当前位置：网站首页>Mnasnet learning notes

Mnasnet learning notes

2022-07-01 02:34:00 【Fried dough twist】

MnasNet Learning notes

Original address ：MnasNet: Platform-Aware Neural Architecture Search for Mobile

brief introduction

Lightweight network optimization

Pass hard index T Control the penalty and incentive of the whole objective function

$\alpha $ = 0 ,$\beta $ = -1 when , The punishment is even worse , Therefore, most models focus on hard indicators

$\alpha $ = -0.07 ,$\beta $ = -0.07 when , The overall distribution is more even , More

Ensure the structural diversity of different layers

Overall process

The resulting structure

Text

Abstract

Design convolutional neural networks for mobile devices （CNN） Challenging , Because mobile models need to be small and fast , But it's still accurate . Although in the design and improvement of mobile CNN Great efforts have been made in all aspects of , But when so many architectural possibilities need to be considered , It is difficult to balance these tradeoffs manually . In this paper , We propose an automatic mobile neural architecture search （MNAS） Method , This method explicitly incorporates the model delay into the main objective , So that the search can identify a model that achieves a good trade-off between accuracy and latency . Different from previous work , Our method passes through another agent that is usually inaccurate （ for example FLOPS） To consider delays , Our method directly measures real-world reasoning delay by executing models on mobile phones . To further strike the right balance between flexibility and the size of search space , We propose a new factorization hierarchical search space , To encourage layer diversity across the network . Experimental results show that , In multiple visual tasks , Our approach is always superior to the most advanced mobile CNN Model . stay ImageNet In the classification task , our MnasNet The delay on pixel phones is 1.8 millisecond , achieve 75.2% Of top-1 precision ⇥ Than MobileNetV2[29] faster , The accuracy is higher than 0.5% and 2.3%⇥ Than NASNet faster , High accuracy 1.2%. our MnasNet stay COCO Target detection is also better than MobileNet Better map quality . Code is located https://github.com/tensorflow/tpu/ Trees / Lord / Model / official /mnasnet.

1. Introduction

Convolutional neural networks （CNN） In image classification 、 Significant progress has been made in target detection and many other applications . With modern times CNN The model gets deeper and deeper 、 More and more big [31、13、36、26], They are also getting slower and slower , More calculations are needed . The increasing demand for computing makes it possible to deploy the most advanced CNN Models become difficult, such as mobile or embedded devices .

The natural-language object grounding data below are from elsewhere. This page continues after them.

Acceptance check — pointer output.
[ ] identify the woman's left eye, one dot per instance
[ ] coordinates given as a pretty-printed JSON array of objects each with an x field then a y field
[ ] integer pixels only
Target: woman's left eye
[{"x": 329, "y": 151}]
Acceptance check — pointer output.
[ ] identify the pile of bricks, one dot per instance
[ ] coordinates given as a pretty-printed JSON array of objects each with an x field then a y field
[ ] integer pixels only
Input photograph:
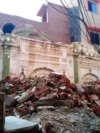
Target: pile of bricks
[{"x": 24, "y": 96}]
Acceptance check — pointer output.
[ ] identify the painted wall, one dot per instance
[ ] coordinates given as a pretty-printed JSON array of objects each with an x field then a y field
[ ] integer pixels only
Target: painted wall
[{"x": 40, "y": 58}]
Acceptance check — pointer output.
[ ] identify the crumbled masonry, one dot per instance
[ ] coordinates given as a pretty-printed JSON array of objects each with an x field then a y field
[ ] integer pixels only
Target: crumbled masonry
[{"x": 59, "y": 105}]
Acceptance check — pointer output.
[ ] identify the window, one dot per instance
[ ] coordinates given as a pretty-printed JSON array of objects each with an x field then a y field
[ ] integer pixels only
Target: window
[
  {"x": 94, "y": 38},
  {"x": 92, "y": 7}
]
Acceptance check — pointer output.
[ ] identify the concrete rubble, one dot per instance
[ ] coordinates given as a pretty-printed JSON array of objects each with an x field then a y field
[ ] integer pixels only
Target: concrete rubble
[{"x": 58, "y": 105}]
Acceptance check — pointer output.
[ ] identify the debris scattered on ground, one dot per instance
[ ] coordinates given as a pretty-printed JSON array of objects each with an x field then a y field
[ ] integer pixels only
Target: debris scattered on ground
[{"x": 63, "y": 107}]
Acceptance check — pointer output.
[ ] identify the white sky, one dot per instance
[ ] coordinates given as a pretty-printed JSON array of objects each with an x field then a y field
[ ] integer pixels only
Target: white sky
[{"x": 24, "y": 8}]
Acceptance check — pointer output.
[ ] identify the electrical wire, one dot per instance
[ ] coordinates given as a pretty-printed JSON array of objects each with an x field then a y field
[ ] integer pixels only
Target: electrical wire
[
  {"x": 96, "y": 48},
  {"x": 76, "y": 17},
  {"x": 66, "y": 5}
]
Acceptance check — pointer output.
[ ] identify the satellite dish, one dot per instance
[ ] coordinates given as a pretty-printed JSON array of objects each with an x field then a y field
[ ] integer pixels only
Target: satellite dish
[{"x": 8, "y": 28}]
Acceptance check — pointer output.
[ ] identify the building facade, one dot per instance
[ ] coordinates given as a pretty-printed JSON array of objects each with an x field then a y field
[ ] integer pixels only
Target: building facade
[
  {"x": 87, "y": 21},
  {"x": 80, "y": 63}
]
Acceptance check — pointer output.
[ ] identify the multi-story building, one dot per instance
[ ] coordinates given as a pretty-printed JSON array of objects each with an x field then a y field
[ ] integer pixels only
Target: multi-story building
[
  {"x": 86, "y": 26},
  {"x": 54, "y": 24}
]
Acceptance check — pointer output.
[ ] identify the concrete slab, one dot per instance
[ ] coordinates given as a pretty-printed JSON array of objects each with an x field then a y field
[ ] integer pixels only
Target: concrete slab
[{"x": 14, "y": 124}]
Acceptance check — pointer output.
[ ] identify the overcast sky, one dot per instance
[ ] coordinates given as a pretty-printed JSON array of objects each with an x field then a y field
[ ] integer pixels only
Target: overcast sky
[{"x": 24, "y": 8}]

Considering the limited computing resources available on mobile devices , Many recent studies have focused on reducing network depth and using lower cost operations （ Like deep convolution [11] Sum group convolution [33]） To design and improve mobile CNN Model . However , Designing a resource constrained mobile model is a challenge ： You must be careful Balance accuracy and resource efficiency , Thus creating a huge design space .

In this paper , We propose a method for designing mobile CNN Automatic neural structure search method of the model . chart 1 Shows an overview of our approach , The main difference from the previous methods is delayed perception of multi-objective reward and novel search space . Our approach is based on two main ideas . First , We describe the design problem as a multi-objective optimization problem , The problem considers CNN Model accuracy and reasoning delay . With previous work [36、26、21] Triggers are used in to approximate infer different delays , We directly measure real-world latency by executing models on real mobile devices . Our ideas are inspired by the following observations ：FLOPS Usually an inaccurate proxy ： for example ,MobileNet[11] and NASNet[36] There is something similar FLOPS（575M vs.564M）, But their delays are significantly different （113ms vs.183ms, See table for details 1）. secondly , We observed that , Previous automation methods mainly searched for several types of units , The same cells are then stacked repeatedly over the network . This simplifies the search process , But it also excludes layer diversity, which is important for computational efficiency . To solve this problem , We propose a new factorization hierarchical search space , It allows layers to be architecturally different , But there is still a proper balance between flexibility and the size of search space .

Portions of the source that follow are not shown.